To get started, open the job scheduler and from the File menu, select Submit Job:
Name your job “Debugging Job” and move over to the Processors tab. Select the number of processors you would like to use for this job and then (this is actually quite important), check the box that says “Run Job until end of run time or until cancelled”. Failure to check this box will cause the empty job to run and finish – which is not what we want. We want the job to continually run, so that Visual Studio will then attach the running processes to this specific job. Don’t forget to mark this!:
Next, you need to move to the Advanced tab and select which nodes will be part of your debugging scheme. In this case, I will only use 2 nodes, namely Kim03a (the head node) and Kim02a:
Click on submit job, you should see your job running. Make sure you write down the ID of the job (in this case, it is 3) as you will need this info later on!!
Step 5: Configure Visual Studio
Open Visual studio and the project you are working on. Go to project properties and access the Debugging section. From there, instead of the Local Debugger, select MPI Cluster Debugger:
The following screenshot shows my debugger properties window with all necessary values filled in:
Let’s go ahead and talk about each of these values:
MPI Run Command: This needs to be mpiexec for MPI applications
MPIRun Arguments: The first argument “-job 3.0″ is to specify which is the job in the scheduler to use. In my case, it was 3 when I created the job, and the 0 is to specify the task, which every job has by default. We then have “-np 2″ which is used to specify that we will be using 2 nodes for this job. Finally you see I have “-machinefile \\kim03a\bin\machines.txt”. The “-machinefile” is used to specfify the UNV location of a text file that contains the names of the machines that will be part of this job. The text file should have the names of the machines on each line.

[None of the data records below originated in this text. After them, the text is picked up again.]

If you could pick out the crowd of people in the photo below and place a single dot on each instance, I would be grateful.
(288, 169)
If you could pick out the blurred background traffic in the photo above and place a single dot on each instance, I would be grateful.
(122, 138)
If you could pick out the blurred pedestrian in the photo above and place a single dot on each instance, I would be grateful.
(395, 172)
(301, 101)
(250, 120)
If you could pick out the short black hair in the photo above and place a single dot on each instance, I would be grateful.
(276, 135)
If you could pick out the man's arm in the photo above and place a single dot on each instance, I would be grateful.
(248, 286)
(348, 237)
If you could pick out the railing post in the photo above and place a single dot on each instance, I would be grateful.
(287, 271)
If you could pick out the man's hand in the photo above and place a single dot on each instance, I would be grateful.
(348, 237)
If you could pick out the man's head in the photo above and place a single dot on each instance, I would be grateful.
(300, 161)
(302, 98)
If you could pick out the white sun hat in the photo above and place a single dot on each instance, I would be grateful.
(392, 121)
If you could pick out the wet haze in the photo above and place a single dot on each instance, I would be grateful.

MPIRun Working Directory: Use this location to specify the path where any output will be written to. Remember NOT to use absolute paths but rather UNC paths to make sure that this location is available to every node.
Application Command: This is the UNV path to the MPI application that you would like to debug. This application HAS to be compiled to 64-bit and debugging symbols should be in that same directory as well.

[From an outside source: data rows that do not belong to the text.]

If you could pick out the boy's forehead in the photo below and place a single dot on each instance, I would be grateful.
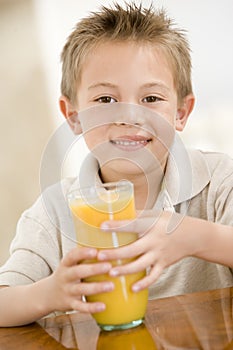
(124, 55)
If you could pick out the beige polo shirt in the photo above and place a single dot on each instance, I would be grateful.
(197, 184)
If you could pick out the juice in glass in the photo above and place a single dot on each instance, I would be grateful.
(90, 207)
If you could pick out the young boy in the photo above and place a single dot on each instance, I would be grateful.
(133, 59)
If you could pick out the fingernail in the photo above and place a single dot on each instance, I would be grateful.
(92, 253)
(136, 288)
(100, 307)
(108, 287)
(104, 226)
(101, 256)
(106, 267)
(114, 273)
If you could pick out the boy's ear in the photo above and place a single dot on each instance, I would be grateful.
(184, 111)
(71, 114)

MPIShim Location: In this location, specify the path to the mpishim.exe binary that you copied in step 2 of this tutorial. Remember, mpishim should exist on each and every one of the machines at the specified local path.

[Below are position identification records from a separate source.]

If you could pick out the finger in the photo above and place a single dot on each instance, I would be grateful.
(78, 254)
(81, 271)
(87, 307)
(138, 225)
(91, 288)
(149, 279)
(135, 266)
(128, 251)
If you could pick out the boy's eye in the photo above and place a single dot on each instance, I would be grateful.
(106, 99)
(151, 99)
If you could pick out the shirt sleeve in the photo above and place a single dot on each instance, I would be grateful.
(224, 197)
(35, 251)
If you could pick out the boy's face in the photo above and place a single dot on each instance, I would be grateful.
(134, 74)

MPI network security mode: I usually change it to Accept connections from any address to avoid problems
You probably also noted that there is an Application Arguments window. In this row you would specify any additional commands you would like to send to the application.
Apply the settings, hit F5 and you should be ready to go and debug your processes. While trying to get this to work, I experienced pretty much every error out there, so post in the comments if you any issues and I will help you resolve them. Happy debugging!